We use eight math word problem (MWP) datasets as our testbed. AddSub, SingleEq, SVAMP, and GSM8K are classical MWP datasets in which some of the problem descriptions contain irrelevant conditions. GSM-IC2-1K and GSM-ICM-1K are challenging datasets that require multi-step reasoning, and each problem description contains irrelevant conditions.
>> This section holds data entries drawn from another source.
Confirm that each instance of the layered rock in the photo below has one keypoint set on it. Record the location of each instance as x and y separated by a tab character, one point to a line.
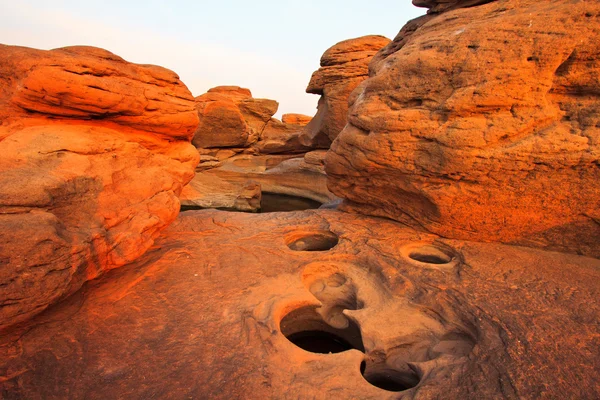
230	117
437	6
242	146
94	152
482	123
217	304
343	67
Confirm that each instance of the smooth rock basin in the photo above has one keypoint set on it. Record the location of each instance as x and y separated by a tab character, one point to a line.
202	315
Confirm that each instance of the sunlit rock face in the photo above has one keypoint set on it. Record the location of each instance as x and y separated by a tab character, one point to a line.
482	123
343	67
246	152
94	151
317	304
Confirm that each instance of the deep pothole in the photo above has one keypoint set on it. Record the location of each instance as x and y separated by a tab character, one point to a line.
305	328
312	241
429	254
382	376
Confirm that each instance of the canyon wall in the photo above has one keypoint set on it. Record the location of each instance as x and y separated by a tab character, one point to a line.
343	67
94	152
482	123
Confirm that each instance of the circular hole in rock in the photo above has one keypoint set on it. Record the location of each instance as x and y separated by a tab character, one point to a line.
386	378
306	329
312	241
430	255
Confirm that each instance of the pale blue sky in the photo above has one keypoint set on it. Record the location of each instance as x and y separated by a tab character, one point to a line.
268	46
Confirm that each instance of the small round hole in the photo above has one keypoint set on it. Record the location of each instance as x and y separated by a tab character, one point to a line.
319	342
306	329
312	241
430	254
386	378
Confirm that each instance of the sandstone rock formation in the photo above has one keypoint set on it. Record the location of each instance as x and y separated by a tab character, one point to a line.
226	304
343	67
482	123
94	151
231	117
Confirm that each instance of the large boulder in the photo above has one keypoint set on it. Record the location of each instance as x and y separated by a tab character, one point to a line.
343	67
231	117
482	123
94	151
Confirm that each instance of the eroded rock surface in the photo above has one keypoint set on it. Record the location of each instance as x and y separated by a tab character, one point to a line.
241	147
213	304
482	123
94	151
343	67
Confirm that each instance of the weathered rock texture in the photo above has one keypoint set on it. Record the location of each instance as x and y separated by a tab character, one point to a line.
482	123
241	147
93	151
211	304
343	67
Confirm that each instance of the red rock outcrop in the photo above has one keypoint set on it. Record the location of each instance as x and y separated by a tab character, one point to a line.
241	145
482	123
94	152
343	67
231	117
222	301
437	6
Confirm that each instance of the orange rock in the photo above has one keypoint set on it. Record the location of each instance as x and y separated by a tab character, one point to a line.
87	83
436	6
231	117
343	67
94	152
295	119
483	123
224	302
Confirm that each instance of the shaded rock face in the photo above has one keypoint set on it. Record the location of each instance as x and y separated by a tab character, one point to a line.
343	67
245	153
322	305
94	152
231	117
482	123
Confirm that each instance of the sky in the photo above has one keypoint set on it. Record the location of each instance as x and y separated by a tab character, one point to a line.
271	47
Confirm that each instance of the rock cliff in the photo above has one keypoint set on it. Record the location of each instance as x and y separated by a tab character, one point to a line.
482	123
94	152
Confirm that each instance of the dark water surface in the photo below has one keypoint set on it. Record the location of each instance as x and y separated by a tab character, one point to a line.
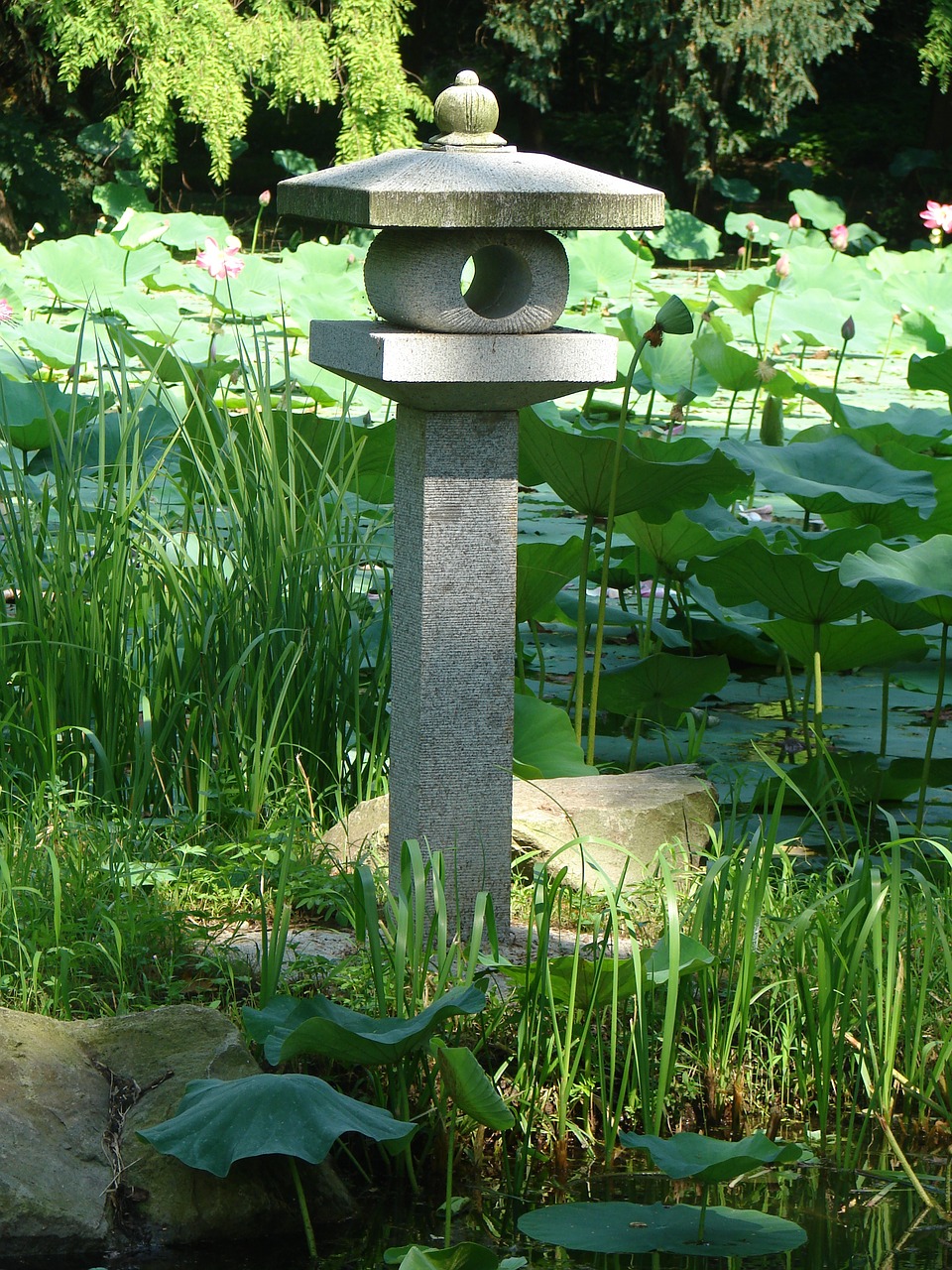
853	1222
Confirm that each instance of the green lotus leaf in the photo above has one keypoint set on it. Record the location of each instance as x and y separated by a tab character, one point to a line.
814	317
601	264
661	686
540	572
847	647
692	956
470	1087
90	270
833	475
186	231
785	581
460	1256
702	532
710	1160
915	427
341	1034
932	372
928	294
920	574
740	291
684	238
61	348
32	416
667	368
615	1225
543	742
733	368
821	212
220	1121
579	468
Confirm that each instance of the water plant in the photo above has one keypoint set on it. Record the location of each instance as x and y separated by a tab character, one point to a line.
706	1230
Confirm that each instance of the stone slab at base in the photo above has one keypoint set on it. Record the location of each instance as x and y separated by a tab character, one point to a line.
73	1178
622	821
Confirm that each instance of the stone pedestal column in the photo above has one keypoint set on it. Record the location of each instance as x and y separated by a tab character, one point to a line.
451	749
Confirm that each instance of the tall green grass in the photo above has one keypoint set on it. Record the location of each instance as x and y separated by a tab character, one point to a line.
197	617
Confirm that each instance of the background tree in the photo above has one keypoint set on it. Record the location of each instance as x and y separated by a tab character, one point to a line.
203	62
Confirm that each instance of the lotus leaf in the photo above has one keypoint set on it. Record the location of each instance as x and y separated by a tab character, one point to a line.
919	574
661	686
932	372
787	581
460	1256
615	1225
740	291
471	1089
821	212
543	742
843	648
341	1034
692	955
220	1121
579	468
601	264
733	368
834	475
90	270
669	368
540	572
703	531
684	238
33	414
710	1160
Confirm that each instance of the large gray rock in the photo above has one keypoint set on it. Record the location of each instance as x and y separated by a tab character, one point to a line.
621	822
72	1174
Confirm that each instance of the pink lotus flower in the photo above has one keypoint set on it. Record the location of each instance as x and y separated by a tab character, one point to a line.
221	263
937	216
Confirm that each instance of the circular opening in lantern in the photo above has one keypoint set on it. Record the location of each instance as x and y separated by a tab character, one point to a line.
495	282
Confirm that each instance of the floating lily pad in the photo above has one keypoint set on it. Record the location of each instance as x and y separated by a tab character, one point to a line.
711	1160
627	1228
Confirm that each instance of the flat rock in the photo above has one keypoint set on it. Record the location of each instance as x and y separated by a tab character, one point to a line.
617	822
72	1174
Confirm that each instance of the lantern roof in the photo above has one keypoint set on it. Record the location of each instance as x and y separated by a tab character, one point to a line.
466	178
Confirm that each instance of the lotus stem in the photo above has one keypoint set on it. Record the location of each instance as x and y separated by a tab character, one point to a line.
302	1206
933	728
579	686
607	549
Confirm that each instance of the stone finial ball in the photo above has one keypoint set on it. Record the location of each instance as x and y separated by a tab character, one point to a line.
466	107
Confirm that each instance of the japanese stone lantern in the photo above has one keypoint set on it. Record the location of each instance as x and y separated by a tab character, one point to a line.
461	361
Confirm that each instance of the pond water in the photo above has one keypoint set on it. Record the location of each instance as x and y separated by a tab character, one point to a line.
853	1220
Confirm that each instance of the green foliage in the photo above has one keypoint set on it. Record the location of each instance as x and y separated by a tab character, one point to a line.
199	60
682	70
377	96
936	54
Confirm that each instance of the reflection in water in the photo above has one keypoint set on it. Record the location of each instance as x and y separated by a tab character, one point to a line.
853	1222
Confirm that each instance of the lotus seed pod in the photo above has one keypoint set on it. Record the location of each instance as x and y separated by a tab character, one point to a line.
772	422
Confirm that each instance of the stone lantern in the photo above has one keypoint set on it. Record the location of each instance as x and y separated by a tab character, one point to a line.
461	361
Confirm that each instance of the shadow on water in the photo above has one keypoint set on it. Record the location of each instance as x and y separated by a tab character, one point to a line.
853	1222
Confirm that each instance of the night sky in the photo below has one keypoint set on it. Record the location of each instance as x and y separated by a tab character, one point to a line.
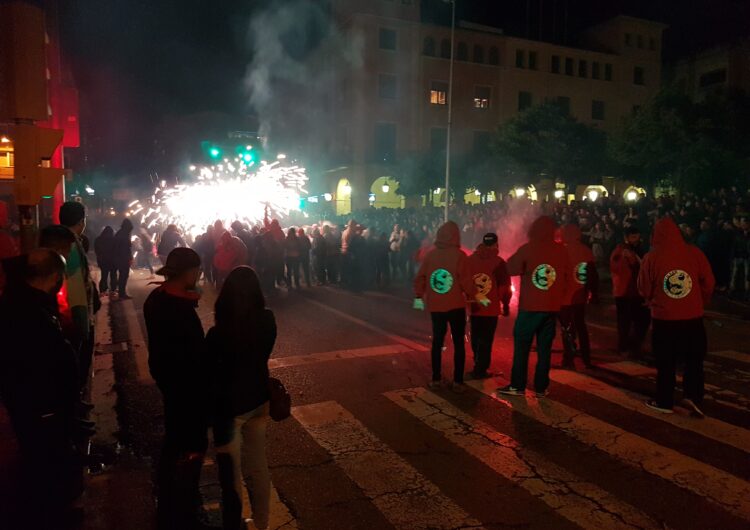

AQuA and MATH are more challenging datasets that contain problems from high school competitions. We compare our proposed I3C-Select prompting method with two types of prompting baselines: (1) Zero-shot baselines. We include Zero-Shot-CoT, PS, Instruct-CoT, and Direct. The Direct baseline uses the prompt "The answer is" to get the final answer. (2) Few-shot baselines. We include Manual-CoT, Complex-CoT, PAL, and Auto-CoT. The demonstrations of these baselines are from their original papers.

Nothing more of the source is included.